Hasil pengawasan terhadap 1.190 sarana menunjukkan bahwa 31,6 persen tidak memenuhi ketentuan, sementara 68,4 persen memenuhi ketentuan. “Pengawasan menunjukkan bahwa mayoritas sarana telah Mematuhi Ketentuan (MK), namun masih terdapat sejumlah sarana yang perlu ditingkatkan kepatuhannya untuk menjamin keamanan, mutu, dan gizi pangan,” ungkap Kepala BPOM Taruna Ikrar dalam temu media.
Rincian Produk Pangan yang Diamankan
Sebanyak 35.534 produk pangan berhasil diamankan. Produk TIE mendominasi dengan jumlah 19.795 produk (55,7 persen), diikuti produk kedaluwarsa sebanyak 14.300 produk (40,2 persen), dan produk rusak sebanyak 1.439 produk (4,2 persen). Total nilai ekonomi produk yang diamankan mencapai Rp16,5 miliar.
Pangan tanpa izin edar paling banyak ditemukan di Jakarta (9.195 pcs atau 46,45 persen), disusul Balikpapan (1.185 pcs atau 5,99 persen), Tarakan (2.044 pcs atau 10,33 persen), Pontianak (487 pcs atau 2,46 persen), dan Batam (2.982 pcs atau 15,06 persen).
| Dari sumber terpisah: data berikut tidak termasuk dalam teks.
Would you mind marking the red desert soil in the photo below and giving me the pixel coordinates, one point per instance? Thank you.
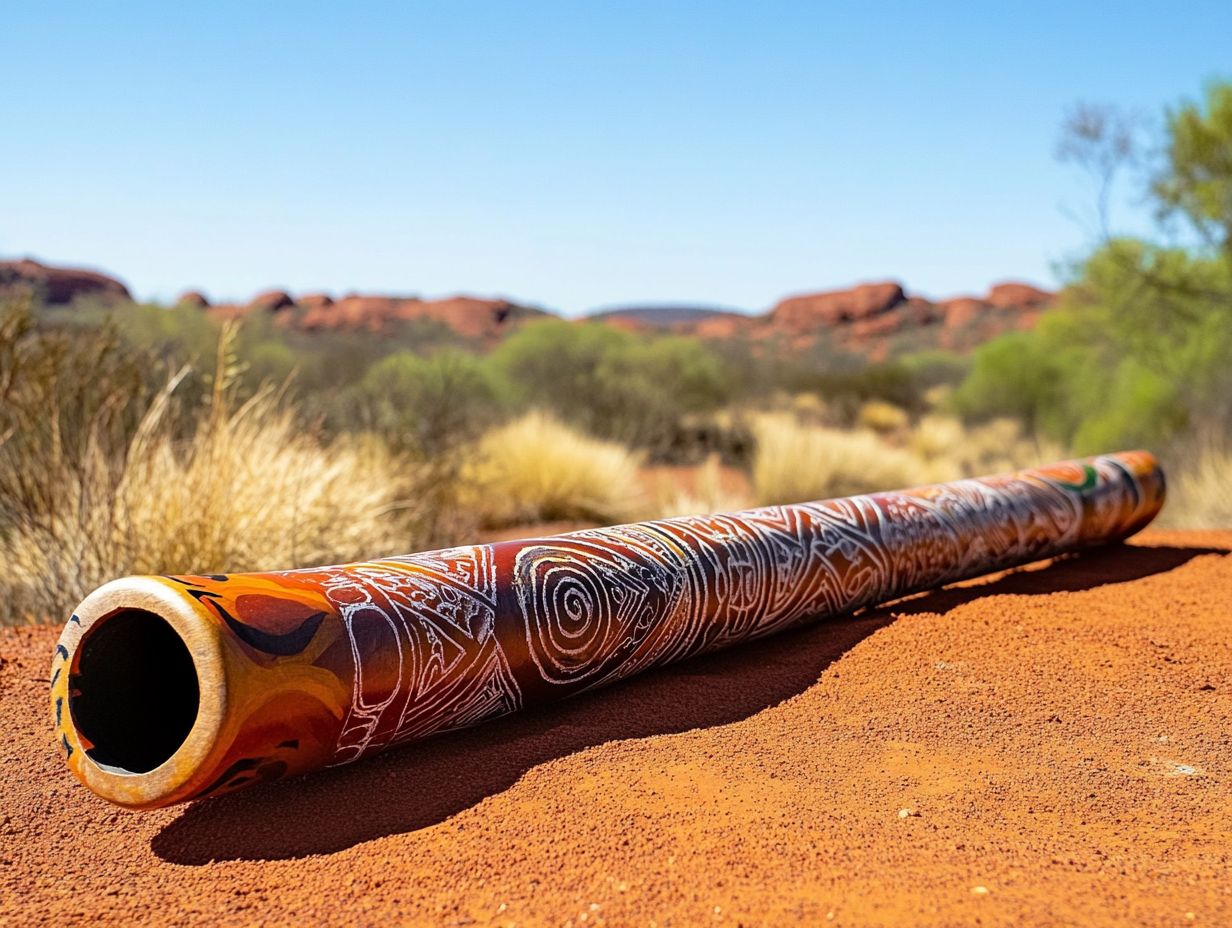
(1053, 746)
Asal Negara Produk Pangan TIE yang Mendominasi
Mayoritas produk pangan TIE berasal dari Malaysia (56,1 persen), terutama minuman serbuk, minuman berperisa, dan kembang gula/permen. China menyumbang 22,8 persen, dengan produk utama biskuit dan buah kering/manisan. Arab Saudi berada di posisi ketiga dengan 15,4 persen, meliputi bumbu, kembang gula/permen, dan bahan tambahan pangan (BTP).
Temuan ini menunjukkan perlunya pengawasan yang lebih ketat terhadap produk impor, khususnya dari negara-negara tersebut. BPOM perlu memperkuat kerjasama internasional untuk mengatasi peredaran produk pangan TIE secara lebih efektif.
Selain itu, perlu peningkatan sosialisasi kepada masyarakat mengenai pentingnya mengecek izin edar, tanggal kedaluwarsa, dan kondisi kemasan sebelum membeli produk pangan. Kampanye Cek Klik/Cek Kemasan, Label, Izin Edar, dan Kedaluwarsa perlu digencarkan.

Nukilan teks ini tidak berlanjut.